The Miracle League is a nationwide program founded in 1998 for children with disabilities to play baseball. There are three leagues in South Florida — Pembroke Pines, Weston and Delray Beach — and plans to create one in Miami-Dade that would begin in 2013. The Pines season continues through Nov. 9; the Weston league begins play after that.
Frank Marquez, a member of the West Pembroke Pines Optimist Club, and other Optimists, were inspired to start a Miracle League after watching a documentary on the program seven years ago.
“We had never worked with special needs kids before, it was just a calling,” said Marquez. “The kids had to learn our system and we had to learn their lifestyle.”
Marquez, a member of the West Pembroke Pines Optimist Club, and other Optimists, were inspired to start a Miracle League after watching a documentary on the program.
The first challenge was getting an appropriate field, which would be wheelchair accessible. The Pembroke Pines City Commission donated rubberized turf that enabled the wheelchairs to function properly, and minimize bad bounces or hops of the ball.
Typically, 30 youngsters show up for the Friday night games. They are divided into two teams, with each child getting the chance to bat and field.
But in the Miracle League, there are no strikes, no outs and every player is a winner.
Every special needs child is guaranteed a spot on the team, a red-and-white striped uniform, and a buddy to help with batting, running and catching.
“I know I’m improving the life of someone else,” said Danny Pardo, senior at West Broward High School, who spends his Friday nights as a Miracle League buddy. “A lot of people out there don’t get the opportunity to change someone’s life.”
During the games, parents not only cheer on all the kids, they use the time to share experiences and programs that offer help to their children.
“We are around parents who are in the same boat as we are,” said Villanueva. “Everybody has something, but here we are all in it together. There are no looks and no ‘Oh, what’s the matter with that kid?’ Here you are accepted and loved.”
The Pembroke Pines Miracle League does not end after a game. The coaches take the kids to watch the Miami Marlins, organize reunions with the families and plan yearly trips to the Keys.

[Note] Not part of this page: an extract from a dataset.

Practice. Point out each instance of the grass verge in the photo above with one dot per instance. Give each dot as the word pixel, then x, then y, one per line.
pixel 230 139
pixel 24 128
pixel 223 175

“All these people are more than a family,’’ said Mara Martinez, mother of 20-year-old Daniel Estrada, who has cerebral palsy. “It’s because of this that he gets to play. There was no other place for him because of his physical limitations, but here he can be himself.”
Indeed, Daniel has never missed a game since the league began.
“I just love it too much to miss it,’’ Daniel said. “Even if I’m tired, I fight through and I come.”
The team roster continues to grow, Marquez said.
“There are so many special kids with so many special disabilities that it’s hard to understand them all,’’ Marquez said. “But the loving part, that’s easy.”